На этот раз он взялся за дело особенно энергично. Самолично, не доверяя заместителям, развернул карту и, оглядев свой Октябрьский район, выбрал – у самого края, почти у воды. Одна улица между школой и Невой, да и та – Галерная. Он, конечно, назвал ее Красной: старые названия сродни иностранным. С противоположной стороны – Новая Голландия – остров за крепкой стеной и тополями. От блокадных бомбежек остался зазор между старыми домами. В начале шестидесятых он стал пятном застройки: прореху закрыли школой. Один раз в году, первого сентября, внизу по периметру дворовой площадки выстраивались классы – десять пар «а» и «б». Классные руководительницы сбивали шум, и шестьсот без малого учеников ровняли ряды на выход Maman. Она появлялась на балконе в длинном, до полу, глубоко декольтированном бархатном платье. За нею, соблюдая интервал – полшага от бархатных плеч, шли двое мужчин: завучи английского и русского языков. Раз и навсегда. Слева от Maman – завуч английского языка Борис Григорьевич Кац, сорока пяти лет, еврей и дипломат, воплощенная деликатность, которую однажды мы видели в слезах любви к нам, часто – в сдержанном волнении за школу и один-единственный раз – в страхе за себя. Справа от Maman – завуч русского языка Сергей Иванович Беликов, лет сорока пяти, русский, обладатель длинной русой челки, которую он откидывал со лба широким есенинским жестом, любивший и баловавший нас и знавший русскую литературу в объеме институтской программы. В глубине балкона соблюдалось место секретаря парткома, а точнее, дамы-секретарши. На моей памяти их сменилось три: одна полная и мягкая, две другие – жилистые, но не твердые.

Еще глубже, у самой кирпичной стены, вилось или – в зависимости от погоды – обвисало школьное знамя, у древка которого несли почетный караул. Бархатное знамя за бархатными плечами. В определенном смысле знамя было реликтом других времен, которых мы уже не застали. Само по себе оно было бы привычным и почти неприметным элементом школьного обряда.

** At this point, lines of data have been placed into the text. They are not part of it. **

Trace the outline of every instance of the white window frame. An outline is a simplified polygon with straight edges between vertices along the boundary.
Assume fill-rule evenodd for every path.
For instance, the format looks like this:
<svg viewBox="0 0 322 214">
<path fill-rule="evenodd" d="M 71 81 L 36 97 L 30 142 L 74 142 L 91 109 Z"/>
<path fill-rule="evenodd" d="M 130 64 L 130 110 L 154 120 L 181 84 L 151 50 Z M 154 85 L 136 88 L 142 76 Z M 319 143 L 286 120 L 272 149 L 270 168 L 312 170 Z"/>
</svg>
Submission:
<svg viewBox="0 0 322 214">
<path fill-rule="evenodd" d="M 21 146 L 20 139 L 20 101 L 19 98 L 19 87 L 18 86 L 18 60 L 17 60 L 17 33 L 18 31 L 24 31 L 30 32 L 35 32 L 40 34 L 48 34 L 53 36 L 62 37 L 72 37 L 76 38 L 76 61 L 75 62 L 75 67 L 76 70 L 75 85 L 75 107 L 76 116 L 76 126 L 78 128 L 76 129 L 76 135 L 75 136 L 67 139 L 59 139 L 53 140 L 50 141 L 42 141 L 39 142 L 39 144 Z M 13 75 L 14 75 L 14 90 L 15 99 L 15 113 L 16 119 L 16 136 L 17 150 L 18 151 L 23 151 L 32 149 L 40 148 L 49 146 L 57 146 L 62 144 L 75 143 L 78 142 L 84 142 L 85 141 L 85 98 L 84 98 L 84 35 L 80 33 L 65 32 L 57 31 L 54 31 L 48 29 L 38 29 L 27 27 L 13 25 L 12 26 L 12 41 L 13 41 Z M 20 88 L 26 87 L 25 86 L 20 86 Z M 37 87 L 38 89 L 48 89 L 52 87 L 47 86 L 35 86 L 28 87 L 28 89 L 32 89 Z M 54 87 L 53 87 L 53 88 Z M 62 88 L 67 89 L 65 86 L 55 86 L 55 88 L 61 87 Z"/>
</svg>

Декольтированное же платье – реликт еще более отдаленных, углубленных в прошлое времен – неприметным остаться не могло. Больше того, недавнее прошлое знамени – именно в силу своей незаметности – побеждалось давним прошлым платья, но для нас, стоявших в самом низу под балконами, платье не просто играло роль притягательного знака дальнего времени, удаленность которого подчеркивалась бархатом знамени. Удвоенный, дублирующий и одновременно компрометирующий себя бархат вносил явную двусмысленность в этот из года в год повторяющийся обряд. Эта двусмысленность казалась нашим юным глазам какой-то веселящей душу несообразностью, за которой, впрочем, могла таиться еще неясная, а значит, преждевременная глубина.